The NVMe protocol has become the industry standard for supporting solid-state drives and other non-volatile memory subsystems. NVMe speeds are substantially better than those of traditional storage protocols, such as SAS and SATA.
The non-volatile memory express standard is based on the NVM Express Base Specification published by NVM Express Inc., a nonprofit consortium of tech industry leaders. The consortium maintains a set of specifications that define how host software communicates with non-volatile memory across supported transports. As of NVMe 2.0, the set includes the following specifications:
- NVMe Base Specification
- NVMe Command Set specifications (NVM Command Set, Zoned Namespaces Command Set and Key Value Command Set)
- NVMe Transport specifications (NVMe over PCIe Transport, RDMA Transport and TCP Transport)
- NVMe Management Interface specification
The NVM Express Base Specification defines both a storage protocol and a host controller interface optimized for client and enterprise systems that use SSDs based on PCIe. PCIe is a serial expansion bus standard that enables computers to attach to peripheral devices.
A PCIe bus can deliver lower latencies and higher transfer speeds than older bus technologies, such as the PCI or PCI Extended (PCI-X) standards. With PCIe, each bus has its own dedicated connection, so they don't have to compete for bandwidth.
Expansion slots that adhere to the PCIe standard can scale from one to 32 data transmission lanes. The standard defines seven physical lane configurations: x1, x2, x4, x8, x12, x16 and x32. The configurations are based on the number of lanes; for example, an x8 configuration uses eight lanes. The more lanes there are, the better the performance -- and the higher the costs.
The PCIe version is another factor that affects performance. In general, each version doubles the bandwidth and transfer rate of the previous version, so the more recent the version, the better the performance. For instance, PCIe 3.0 delivers a bandwidth of 1 GBps per lane; PCIe 4.0 doubles that bandwidth to 2 GBps; and PCIe 5.0 doubles the bandwidth again to 4 GBps.
What is an SSD?
A solid-state drive is a type of non-volatile storage device for persisting electronic data. Unlike a hard disk drive or magnetic tape, the SSD contains no moving parts that can break or fail. Instead, an SSD uses silicon microchips to store data, so it requires less power and produces less heat.
Most of today's SSDs are based on flash memory technology. Each device includes a flash controller and one or more NAND flash memory chips.

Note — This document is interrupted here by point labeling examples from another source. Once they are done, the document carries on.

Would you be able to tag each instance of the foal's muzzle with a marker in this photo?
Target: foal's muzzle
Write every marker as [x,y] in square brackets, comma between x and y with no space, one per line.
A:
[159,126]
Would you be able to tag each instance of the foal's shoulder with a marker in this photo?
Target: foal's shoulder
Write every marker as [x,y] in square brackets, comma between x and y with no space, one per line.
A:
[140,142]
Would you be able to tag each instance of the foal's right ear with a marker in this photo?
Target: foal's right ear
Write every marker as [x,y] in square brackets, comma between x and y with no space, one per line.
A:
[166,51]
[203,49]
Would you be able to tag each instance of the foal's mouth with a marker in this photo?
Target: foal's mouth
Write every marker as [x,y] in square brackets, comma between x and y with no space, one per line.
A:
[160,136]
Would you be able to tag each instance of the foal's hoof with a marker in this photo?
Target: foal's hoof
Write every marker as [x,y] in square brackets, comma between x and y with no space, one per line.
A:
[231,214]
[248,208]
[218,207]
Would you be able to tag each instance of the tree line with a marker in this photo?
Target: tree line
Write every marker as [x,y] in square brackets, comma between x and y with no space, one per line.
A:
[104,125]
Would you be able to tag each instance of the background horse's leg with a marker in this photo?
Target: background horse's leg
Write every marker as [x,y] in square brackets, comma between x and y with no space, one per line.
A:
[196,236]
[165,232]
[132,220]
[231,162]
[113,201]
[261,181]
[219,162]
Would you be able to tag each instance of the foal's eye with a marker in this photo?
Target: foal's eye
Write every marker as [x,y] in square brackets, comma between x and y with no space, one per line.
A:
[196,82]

NVMe speeds and performance
NVMe was developed from the ground up specifically for SSDs to improve throughput and IOPS, reduce latency and increase speeds. NVMe-based drives can theoretically attain throughputs up to 32 GBps, assuming the drives are based on PCIe 4.0 and use 16 PCIe lanes. Today's PCIe 4.0 SSDs tend to be four-lane devices with throughputs closer to 7 GBps. Despite some drives reaching only 200,000 IOPS, many hit well over 500,000 IOPS, with some as high as 10 million. At the same time, latency rates continue to drop; many drives achieve rates below 20 microseconds (µs) and some below 10.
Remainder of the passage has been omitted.